One of the most significant announcements of the quarter concerns fundamental changes to the Node.js release strategy, effective with Node.js 27 in October 2026. This represents the most significant evolution of the release process in 10 years.

Why This Change

Data-driven decision: The current schedule is 10 years old, created during the io.js merger as "an educated guess." After a decade of data:

  • Odd-numbered releases see minimal adoption — most users wait for LTS
  • The odd/even distinction confuses newcomers
  • Organizations skip odd releases entirely, upgrading only to LTS versions

Volunteer sustainability: Managing security releases across four or five active release lines has become difficult to sustain.
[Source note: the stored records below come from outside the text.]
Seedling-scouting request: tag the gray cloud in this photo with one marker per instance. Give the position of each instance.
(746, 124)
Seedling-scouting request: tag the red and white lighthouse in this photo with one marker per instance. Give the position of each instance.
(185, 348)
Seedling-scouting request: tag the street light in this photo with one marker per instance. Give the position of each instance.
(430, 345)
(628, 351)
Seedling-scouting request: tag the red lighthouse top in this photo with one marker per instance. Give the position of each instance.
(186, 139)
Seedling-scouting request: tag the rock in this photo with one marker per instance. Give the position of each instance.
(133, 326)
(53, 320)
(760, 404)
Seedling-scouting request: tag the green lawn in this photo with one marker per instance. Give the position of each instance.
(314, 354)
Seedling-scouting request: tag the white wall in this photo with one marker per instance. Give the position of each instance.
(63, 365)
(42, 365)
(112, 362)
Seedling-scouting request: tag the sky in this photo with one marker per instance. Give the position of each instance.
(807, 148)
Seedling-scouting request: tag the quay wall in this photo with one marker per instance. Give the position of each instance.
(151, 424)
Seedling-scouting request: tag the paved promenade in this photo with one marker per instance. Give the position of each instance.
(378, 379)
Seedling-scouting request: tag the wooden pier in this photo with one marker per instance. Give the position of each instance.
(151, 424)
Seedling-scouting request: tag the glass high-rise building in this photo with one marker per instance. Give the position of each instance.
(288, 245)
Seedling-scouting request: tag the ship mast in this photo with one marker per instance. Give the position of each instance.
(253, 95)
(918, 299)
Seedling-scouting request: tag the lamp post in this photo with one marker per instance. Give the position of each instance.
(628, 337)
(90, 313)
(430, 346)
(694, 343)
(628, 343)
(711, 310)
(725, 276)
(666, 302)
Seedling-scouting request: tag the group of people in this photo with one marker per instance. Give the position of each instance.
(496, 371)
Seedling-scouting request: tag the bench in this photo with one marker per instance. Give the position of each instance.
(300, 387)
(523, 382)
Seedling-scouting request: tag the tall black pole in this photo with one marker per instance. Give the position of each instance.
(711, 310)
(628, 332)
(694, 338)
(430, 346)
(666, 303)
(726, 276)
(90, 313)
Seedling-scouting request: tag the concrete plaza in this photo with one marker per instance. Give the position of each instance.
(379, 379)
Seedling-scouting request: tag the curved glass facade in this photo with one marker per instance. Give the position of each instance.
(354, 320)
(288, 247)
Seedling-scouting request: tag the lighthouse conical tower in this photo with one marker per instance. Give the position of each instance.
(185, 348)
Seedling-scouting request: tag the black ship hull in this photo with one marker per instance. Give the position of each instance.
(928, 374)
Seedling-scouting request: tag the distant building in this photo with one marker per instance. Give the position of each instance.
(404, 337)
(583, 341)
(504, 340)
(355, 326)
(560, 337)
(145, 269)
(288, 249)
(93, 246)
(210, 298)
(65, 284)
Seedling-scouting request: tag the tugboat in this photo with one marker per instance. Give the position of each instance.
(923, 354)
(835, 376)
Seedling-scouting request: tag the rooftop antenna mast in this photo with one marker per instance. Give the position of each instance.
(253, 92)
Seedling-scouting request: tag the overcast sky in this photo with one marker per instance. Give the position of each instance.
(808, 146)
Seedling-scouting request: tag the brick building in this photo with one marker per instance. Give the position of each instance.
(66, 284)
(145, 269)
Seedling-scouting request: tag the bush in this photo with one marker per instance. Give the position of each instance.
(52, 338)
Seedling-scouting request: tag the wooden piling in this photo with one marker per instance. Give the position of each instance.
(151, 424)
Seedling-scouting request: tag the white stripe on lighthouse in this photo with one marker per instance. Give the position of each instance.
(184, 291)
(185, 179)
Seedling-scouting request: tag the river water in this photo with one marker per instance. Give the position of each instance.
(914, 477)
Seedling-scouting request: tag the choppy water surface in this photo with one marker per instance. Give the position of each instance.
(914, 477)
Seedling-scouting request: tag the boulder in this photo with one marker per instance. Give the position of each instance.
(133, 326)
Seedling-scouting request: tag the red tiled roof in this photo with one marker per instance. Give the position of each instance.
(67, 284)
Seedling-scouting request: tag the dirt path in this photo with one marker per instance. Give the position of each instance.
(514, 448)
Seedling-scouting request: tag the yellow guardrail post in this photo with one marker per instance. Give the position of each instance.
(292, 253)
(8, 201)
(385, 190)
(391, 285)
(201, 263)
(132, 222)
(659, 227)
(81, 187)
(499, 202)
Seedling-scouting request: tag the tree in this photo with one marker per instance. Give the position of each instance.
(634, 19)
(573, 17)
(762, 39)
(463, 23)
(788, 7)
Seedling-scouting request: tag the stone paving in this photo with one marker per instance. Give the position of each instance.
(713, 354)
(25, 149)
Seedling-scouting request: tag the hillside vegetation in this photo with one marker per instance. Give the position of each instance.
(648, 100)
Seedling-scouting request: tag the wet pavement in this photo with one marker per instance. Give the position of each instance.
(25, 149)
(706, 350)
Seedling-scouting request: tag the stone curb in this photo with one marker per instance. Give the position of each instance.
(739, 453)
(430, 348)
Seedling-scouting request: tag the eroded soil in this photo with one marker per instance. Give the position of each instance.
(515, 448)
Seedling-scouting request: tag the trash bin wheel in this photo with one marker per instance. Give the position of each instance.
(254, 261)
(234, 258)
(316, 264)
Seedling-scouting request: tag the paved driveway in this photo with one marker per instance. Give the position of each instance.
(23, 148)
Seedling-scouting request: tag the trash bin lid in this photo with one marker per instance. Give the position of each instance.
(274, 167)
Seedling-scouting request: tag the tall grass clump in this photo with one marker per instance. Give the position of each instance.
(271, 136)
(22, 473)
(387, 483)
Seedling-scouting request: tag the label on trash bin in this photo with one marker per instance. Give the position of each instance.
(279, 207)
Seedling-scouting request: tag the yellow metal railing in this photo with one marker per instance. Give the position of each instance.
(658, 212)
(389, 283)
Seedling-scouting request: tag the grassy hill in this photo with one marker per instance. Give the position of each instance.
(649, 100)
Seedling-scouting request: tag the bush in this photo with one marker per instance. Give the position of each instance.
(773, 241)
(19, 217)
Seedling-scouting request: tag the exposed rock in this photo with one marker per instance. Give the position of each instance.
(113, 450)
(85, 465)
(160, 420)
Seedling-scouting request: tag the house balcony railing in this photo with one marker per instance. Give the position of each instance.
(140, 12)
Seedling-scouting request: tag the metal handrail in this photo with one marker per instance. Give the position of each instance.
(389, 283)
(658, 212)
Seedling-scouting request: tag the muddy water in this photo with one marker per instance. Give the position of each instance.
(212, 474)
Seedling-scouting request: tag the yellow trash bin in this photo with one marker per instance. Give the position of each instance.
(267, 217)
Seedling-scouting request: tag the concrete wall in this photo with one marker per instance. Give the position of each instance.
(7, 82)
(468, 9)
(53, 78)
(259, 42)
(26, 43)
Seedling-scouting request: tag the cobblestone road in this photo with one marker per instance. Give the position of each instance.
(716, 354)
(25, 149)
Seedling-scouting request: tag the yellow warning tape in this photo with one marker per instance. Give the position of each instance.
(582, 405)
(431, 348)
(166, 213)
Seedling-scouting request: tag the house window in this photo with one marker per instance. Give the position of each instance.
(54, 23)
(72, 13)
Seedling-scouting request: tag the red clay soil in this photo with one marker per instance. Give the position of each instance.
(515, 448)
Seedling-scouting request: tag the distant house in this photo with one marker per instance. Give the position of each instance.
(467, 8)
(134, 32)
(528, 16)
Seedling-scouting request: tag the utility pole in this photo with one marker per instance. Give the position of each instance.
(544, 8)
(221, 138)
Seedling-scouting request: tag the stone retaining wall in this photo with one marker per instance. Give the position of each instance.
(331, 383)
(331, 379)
Each additional line increases backporting complexity. Reducing concurrent release lines allows the team to focus on releases people actually use.
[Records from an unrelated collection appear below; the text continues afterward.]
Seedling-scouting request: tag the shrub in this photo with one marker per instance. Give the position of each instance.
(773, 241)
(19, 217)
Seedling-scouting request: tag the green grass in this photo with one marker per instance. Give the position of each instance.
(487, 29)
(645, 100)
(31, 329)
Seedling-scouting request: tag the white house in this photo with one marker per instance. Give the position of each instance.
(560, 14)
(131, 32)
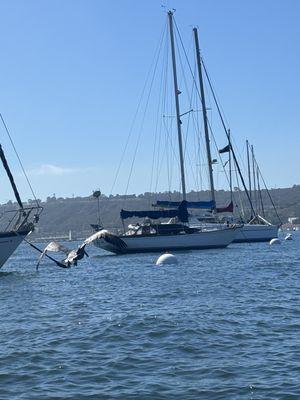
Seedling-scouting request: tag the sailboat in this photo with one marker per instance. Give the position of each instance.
(258, 228)
(176, 233)
(18, 222)
(254, 229)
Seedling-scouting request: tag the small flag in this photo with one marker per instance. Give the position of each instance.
(225, 149)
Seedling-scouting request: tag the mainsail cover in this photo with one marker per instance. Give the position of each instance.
(228, 208)
(206, 205)
(181, 212)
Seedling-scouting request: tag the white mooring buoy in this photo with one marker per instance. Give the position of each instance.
(274, 241)
(166, 258)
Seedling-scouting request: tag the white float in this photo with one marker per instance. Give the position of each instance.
(274, 241)
(166, 258)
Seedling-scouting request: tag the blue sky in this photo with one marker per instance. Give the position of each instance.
(72, 71)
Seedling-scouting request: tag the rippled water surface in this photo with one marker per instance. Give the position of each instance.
(222, 324)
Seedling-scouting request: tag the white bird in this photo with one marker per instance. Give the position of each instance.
(73, 256)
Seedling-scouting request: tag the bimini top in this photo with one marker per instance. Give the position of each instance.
(180, 212)
(205, 205)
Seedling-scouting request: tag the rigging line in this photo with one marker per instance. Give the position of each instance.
(20, 162)
(143, 117)
(241, 212)
(268, 192)
(228, 137)
(259, 191)
(137, 109)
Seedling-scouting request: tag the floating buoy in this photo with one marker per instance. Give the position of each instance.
(166, 258)
(274, 241)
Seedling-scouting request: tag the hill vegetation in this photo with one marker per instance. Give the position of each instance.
(61, 215)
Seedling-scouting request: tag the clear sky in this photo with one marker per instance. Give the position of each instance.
(71, 72)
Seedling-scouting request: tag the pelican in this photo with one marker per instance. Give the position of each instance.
(73, 256)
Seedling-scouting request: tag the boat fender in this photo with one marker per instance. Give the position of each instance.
(166, 258)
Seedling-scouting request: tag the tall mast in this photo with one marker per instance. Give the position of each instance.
(230, 172)
(254, 180)
(249, 172)
(177, 92)
(208, 152)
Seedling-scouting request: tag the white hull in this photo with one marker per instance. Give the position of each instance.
(9, 241)
(216, 238)
(256, 233)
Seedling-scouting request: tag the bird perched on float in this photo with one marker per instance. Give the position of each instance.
(73, 256)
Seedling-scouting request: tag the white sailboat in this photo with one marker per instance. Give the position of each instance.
(176, 233)
(16, 223)
(257, 228)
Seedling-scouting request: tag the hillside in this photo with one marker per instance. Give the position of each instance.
(61, 215)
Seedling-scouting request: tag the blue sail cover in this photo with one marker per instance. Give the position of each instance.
(206, 205)
(180, 212)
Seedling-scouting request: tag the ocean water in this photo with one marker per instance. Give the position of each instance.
(222, 324)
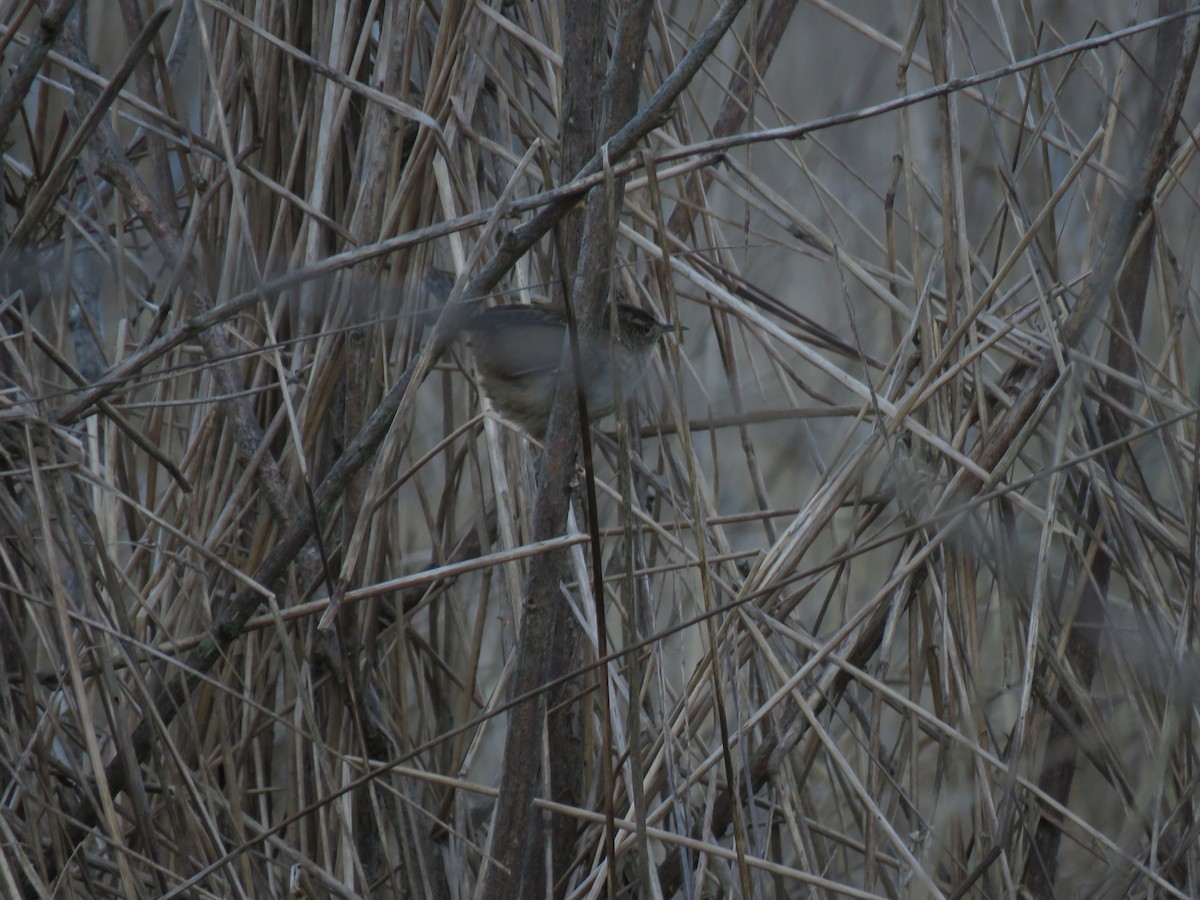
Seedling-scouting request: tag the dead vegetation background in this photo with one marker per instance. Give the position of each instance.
(898, 546)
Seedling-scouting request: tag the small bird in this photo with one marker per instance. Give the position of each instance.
(519, 348)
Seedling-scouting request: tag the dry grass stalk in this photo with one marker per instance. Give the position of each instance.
(897, 568)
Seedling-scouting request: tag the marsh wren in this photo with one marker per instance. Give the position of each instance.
(519, 348)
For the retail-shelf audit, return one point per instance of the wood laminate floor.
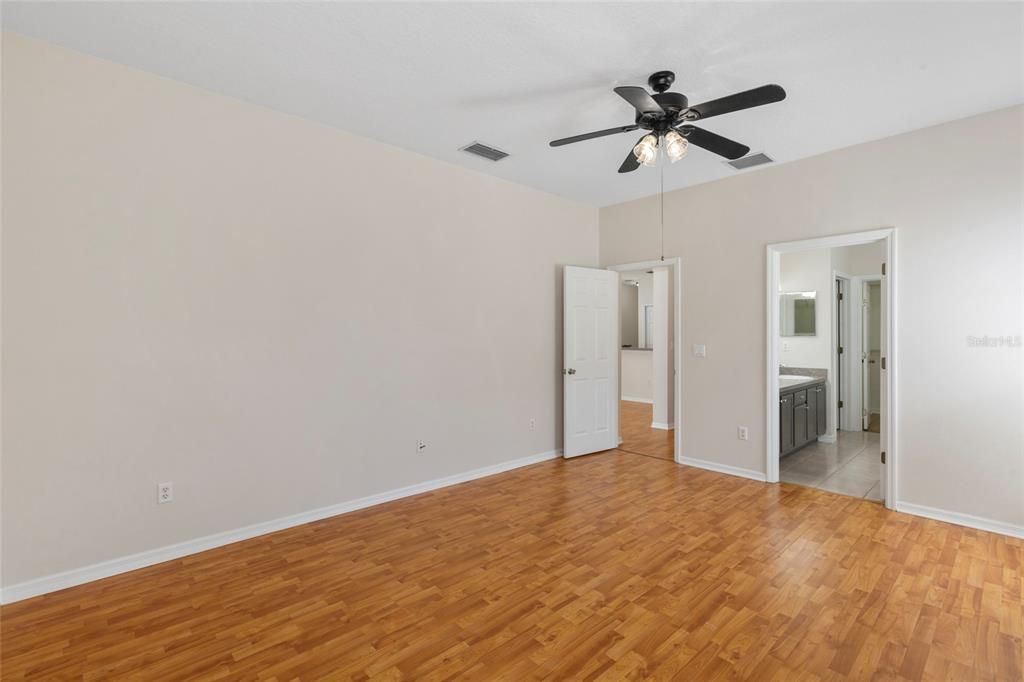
(637, 434)
(610, 566)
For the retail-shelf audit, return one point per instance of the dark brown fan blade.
(723, 146)
(756, 97)
(598, 133)
(631, 163)
(640, 98)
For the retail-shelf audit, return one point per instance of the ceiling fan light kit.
(667, 117)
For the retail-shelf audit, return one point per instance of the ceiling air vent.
(751, 161)
(484, 151)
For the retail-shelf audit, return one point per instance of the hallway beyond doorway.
(638, 436)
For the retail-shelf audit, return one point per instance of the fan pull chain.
(662, 168)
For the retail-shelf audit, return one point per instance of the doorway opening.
(592, 352)
(645, 390)
(824, 329)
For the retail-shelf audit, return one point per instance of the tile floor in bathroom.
(849, 466)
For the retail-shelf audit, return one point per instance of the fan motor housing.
(672, 102)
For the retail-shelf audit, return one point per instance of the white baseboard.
(723, 468)
(96, 571)
(968, 520)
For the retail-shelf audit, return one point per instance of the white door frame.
(841, 314)
(889, 440)
(677, 270)
(861, 281)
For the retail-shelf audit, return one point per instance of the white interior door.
(590, 360)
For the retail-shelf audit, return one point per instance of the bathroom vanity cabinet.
(802, 412)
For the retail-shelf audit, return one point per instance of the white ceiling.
(432, 77)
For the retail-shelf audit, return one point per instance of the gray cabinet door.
(821, 394)
(800, 424)
(785, 427)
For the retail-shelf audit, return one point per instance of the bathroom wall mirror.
(798, 313)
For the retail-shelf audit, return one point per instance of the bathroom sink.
(787, 380)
What's Changing (Starting October 2026)

  • One major release per year (April), with LTS promotion each October
  • Every release becomes LTS — eliminating the long-standing odd/even numbering distinction (Node.js 27 will become LTS)
  • Alpha channel for early testing with semver-major changes allowed, replacing odd-numbered releases
  • 36-month support window per release (6 months current + 30 months LTS)
  • Version numbers align with calendar year: 27.0.0 in 2027, 28.0.0 in 2028
  • Published 10-year schedule covering Node.js 27 through 36

What's NOT Changing

  • Long-Term Support duration remains similar (30 months)
  • Migration windows preserved — overlap between LTS versions remains
  • Quality standards unchanged — same testing, same CITGM, same security process
  • Predictable schedule — April releases, October LTS promotion
  • V8 adoption cycle — Node.js will still include V8 versions at most about 6 months old

Security Sustainability Impact

These changes directly address security sustainability by:

  • Reducing the number of concurrent release lines requiring security backports
  • Allowing the security team to focus resources more effectively
  • Decreasing the volunteer burden while maintaining security quality
  • Providing predictability for security planning and resource allocation

Community Engagement

  • Organized security and release sessions at the Node.js Collaboration Summit
  • Gathered community feedback on the new strategy
  • Published comprehensive blog post explaining the rationale and timeline

Conference and Community Engagement

  • Delivered "The State of Node.js Security" talk at Node.js Congress covering current initiatives, Permission Model evolution, security release processes, AI-driven report challenges, and future directions
  • Organized and facilitated security and release strategy sessions at the Collaboration Summit
  • Created educational shorts for the OpenJS Foundation YouTube channel
  • Active participation in Vulnerability Working Group discussions about improving report quality and sustainable triage processes

Q1 2026 By the Numbers

  • 17 Node.js CVEs addressed across two major security releases
  • 18 ecosystem CVEs published through OpenJS CNA operations
  • 30+ invalid reports during December-January holiday period (driving policy changes)
  • 4 active release lines maintained and patched (20.x, 22.x, 24.x, 25.x)
  • 3 major ecosystem projects received comprehensive security support (Fastify, Webpack, Lodash)
  • 12 OpenSSL CVEs assessed for Node.js impact
  • 10-year release schedule published (Node.js 27-36)

Looking Forward

Q1 2026 demonstrated both the maturity of Node.js security practices and the evolving challenges of maintaining security in a volunteer-driven, AI-influenced ecosystem. Key themes moving forward:

  • Sustainability first: The new release schedule and ongoing discussions about public workflows reflect a commitment to long-term sustainability
  • AI-era security: Adapting processes to handle AI-driven vulnerability discovery while maintaining quality
  • Community collaboration: Continued investment in ecosystem-wide security through CNA operations and project support
  • Permission Model maturation: Ongoing development of observability and enforcement features
  • Transparent communication: Open discussion about challenges, funding, and process evolution

The team remains committed to maintaining the highest security standards while addressing the practical realities of volunteer-driven open-source security operations.